Just before the ceremony, as people milled around the dinner tables, he ran into his Wesleyan senior-year housemate, Bradley Whitford ’81, who had news: the scheduled presenter in the on-air promotion category had canceled. Instead, “I’m presenting in your category,” Whitford told his friend.
And from there, everything went off script for Greenberger, who quickly tried to reformulate his prepared speech to celebrate the friendship on stage, should he win.
Greenberger was the winner, and when he dashed on stage, the two embraced and ribbed each other gently about their college housekeeping habits.
In a conversation afterward with the Connection, Greenberger acknowledged the uniqueness of sharing that moment with his fellow theater major. “Senior year was a bonding time, as we were both getting ready to go out into the world.
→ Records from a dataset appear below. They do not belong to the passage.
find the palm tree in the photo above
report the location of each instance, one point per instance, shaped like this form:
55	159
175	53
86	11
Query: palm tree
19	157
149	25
“Brad and I took a train together to New York to audition for Juilliard,” Greenberger recalls.”He got in and I didn’t—and that’s when I decided I would be a writer.” In fact, Whitford had appeared in Wesleyan plays that Greenberger had written.
“Obviously, at the presentation, we were joking around a lot—but how great a full-circle moment is that? To be on stage, getting an award, with someone to whom you’ve talked about dreams and hopes when we were in college—I’m just so proud of what Brad has done with his career. As an actor, he keeps getting better.”
Greenberger, whose current work at CBS includes writing the promotions for Kevin Can Wait, notes that his favorite assignment was also very Wesleyan: How I Met Your Mother, the nine-season sitcom written by Carter Bays ’97 and Craig Thomas ’97. “I loved the sensibility; it was smart, it was funny, it was edgy—and I loved the fact that it was created by Wesleyan guys,” he recalls.
And he also knew it well: “When you work on promoting a show, you really get to know it almost better than anyone. You watch every episode more than once, you take it apart, you take notes on it: ‘Oh, here’s a good line; there’s a good moment.’ These are the pieces of the puzzle that I use to build the promotion—a story in 20 seconds, and every syllable counts.”
As for Whitford, Greenberger maintains: “He’s one of the very funniest people I’ve ever known. I’ve always told him he should do more comedy.
“But seriously—any time I look at Brad I go back to those days at Wesleyan when we were both theater majors falling in love with ‘the business,’ and wondering, ‘how do we get into this, and how do we make our mark?’ It was so great to have our paths converge on that stage.”